African wild potato may boost immune function, based on indirect evidence that sterols and sterolins in Hypoxis root have the potential to enhance immunity. Some believe its nutrient values are 50,000 times greater than modern vegetables. Today, sterols and sterolins are still sought after and are preferred immune system boosters.
EvidenceDISCLAIMER: These uses have been tested in humans or animals. Safety and effectiveness have not always been proven. Some of these conditions are potentially serious, and should be evaluated by a qualified healthcare provider.
Benign prostate hyperplasia:
African wild potato may be a potentially effective treatment option for benign prostatic hyperplasia. Additional study is needed to make a firm recommendation.

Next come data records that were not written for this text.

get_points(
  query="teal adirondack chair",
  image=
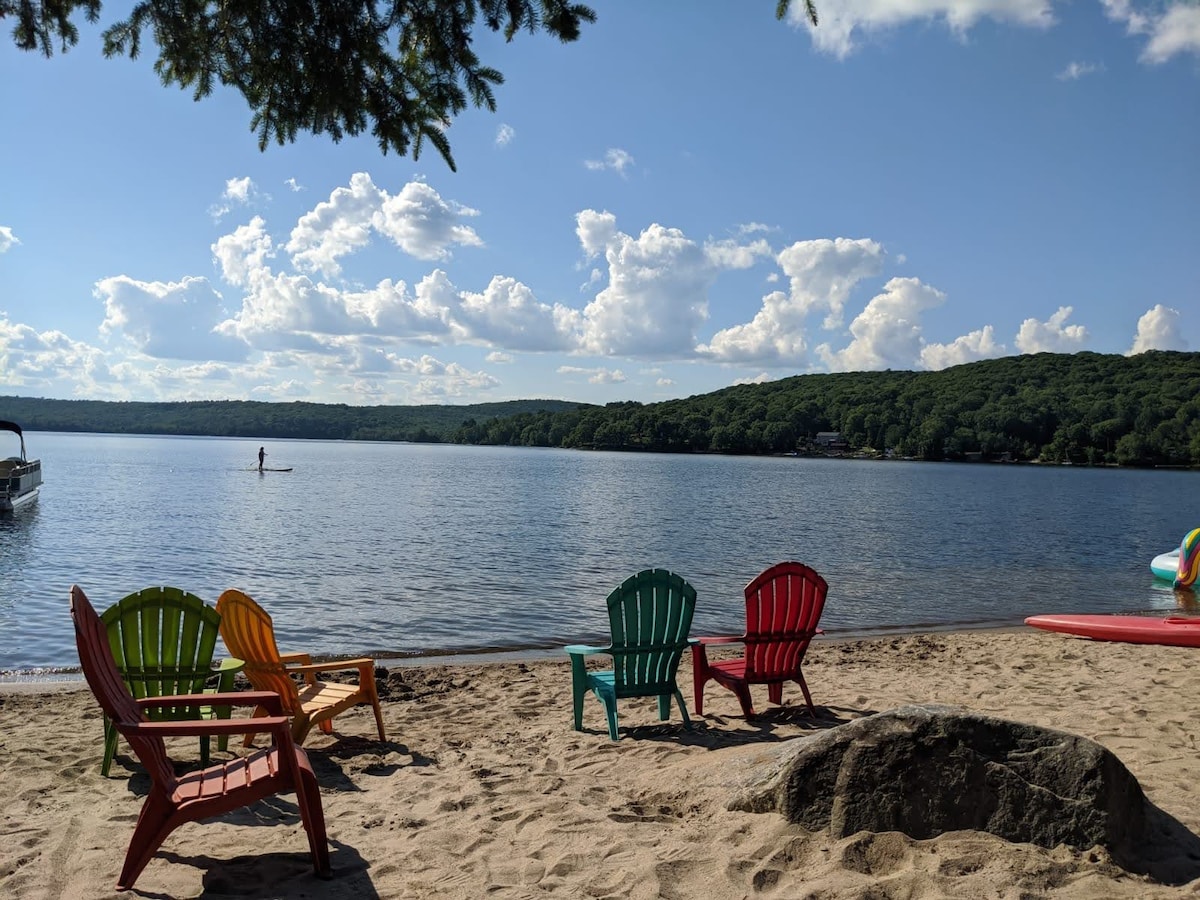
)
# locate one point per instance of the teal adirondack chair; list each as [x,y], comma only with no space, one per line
[649,617]
[163,640]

TraditionWARNING: DISCLAIMER: The below uses are based on tradition, scientific theories, or limited research. They often have not been thoroughly tested in humans, and safety and effectiveness have not always been proven. Some of these conditions are potentially serious, and should be evaluated by a qualified healthcare provider. There may be other proposed uses that are not listed below.
Abdominal pain, arthritis, bladder disorders, cancer, chronic fatigue syndrome, convulsions, coronary disease, cystitis (inflammation of the bladder), delirium, diabetes, endometriosis, epilepsy, fevers, hemorrhage, high cholesterol, HIV/AIDS, immune enhancement, inflammation, insecticide, loss of appetite, lung cancer, lung disease, lupus erythematosus, multiple sclerosis, premenstrual syndrome (PMS), pesticide, prostate cancer, psoriasis (skin disease), rheumatoid arthritis, tuberculosis, urinary disorders, viral infections, vomiting, wound healing.

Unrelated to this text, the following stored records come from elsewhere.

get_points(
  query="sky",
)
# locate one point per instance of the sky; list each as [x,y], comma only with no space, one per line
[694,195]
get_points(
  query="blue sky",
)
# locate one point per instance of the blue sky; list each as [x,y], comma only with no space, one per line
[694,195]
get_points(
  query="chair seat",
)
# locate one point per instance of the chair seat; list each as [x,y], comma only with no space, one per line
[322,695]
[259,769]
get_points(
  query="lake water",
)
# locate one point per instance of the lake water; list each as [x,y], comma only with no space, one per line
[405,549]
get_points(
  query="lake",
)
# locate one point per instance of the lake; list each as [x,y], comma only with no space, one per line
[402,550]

Adults (18 years and older)
For benign prostatic hyperplasia, 60-130 milligrams of beta-sitosterol divided into 2-3 doses daily has been taken by mouth. For lung cancer, 1,200-3,200 milligrams of standardized Hypoxis plant extract (200-milligramcapsules) per day divided in three doses has been taken by mouth. African wild potato has also been taken as tumoricidal agent in a dose of 2,400 milligrams daily (12, 200-milligram capsules), although safety and effectiveness has not been proven.

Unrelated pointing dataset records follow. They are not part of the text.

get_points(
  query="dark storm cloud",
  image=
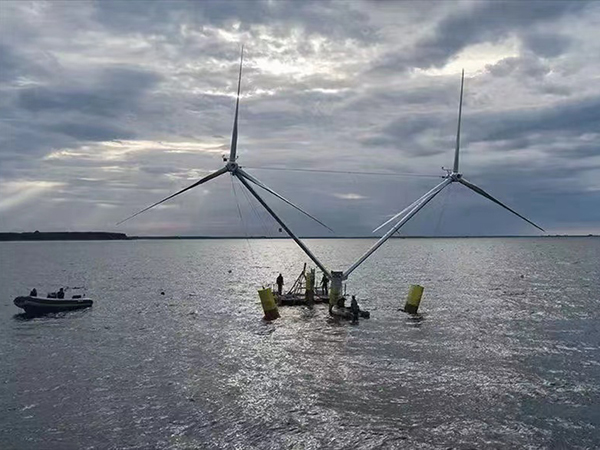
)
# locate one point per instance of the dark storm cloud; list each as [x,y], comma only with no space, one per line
[573,117]
[331,18]
[485,21]
[546,44]
[115,90]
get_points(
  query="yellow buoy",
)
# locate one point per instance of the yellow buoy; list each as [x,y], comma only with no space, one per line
[309,295]
[414,299]
[268,303]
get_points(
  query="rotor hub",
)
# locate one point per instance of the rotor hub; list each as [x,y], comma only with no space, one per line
[232,166]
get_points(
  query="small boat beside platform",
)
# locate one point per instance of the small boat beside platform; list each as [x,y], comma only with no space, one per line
[44,305]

Children (younger than 18 years)
There is no proven safe or effective dose of African wild potato, and use in children is not recommended.
SafetyDISCLAIMER: Many complementary techniques are practiced by healthcare professionals with formal training, in accordance with the standards of national organizations. However, this is not universally the case, and adverse effects are possible. Due to limited research, in some cases only limited safety information is available.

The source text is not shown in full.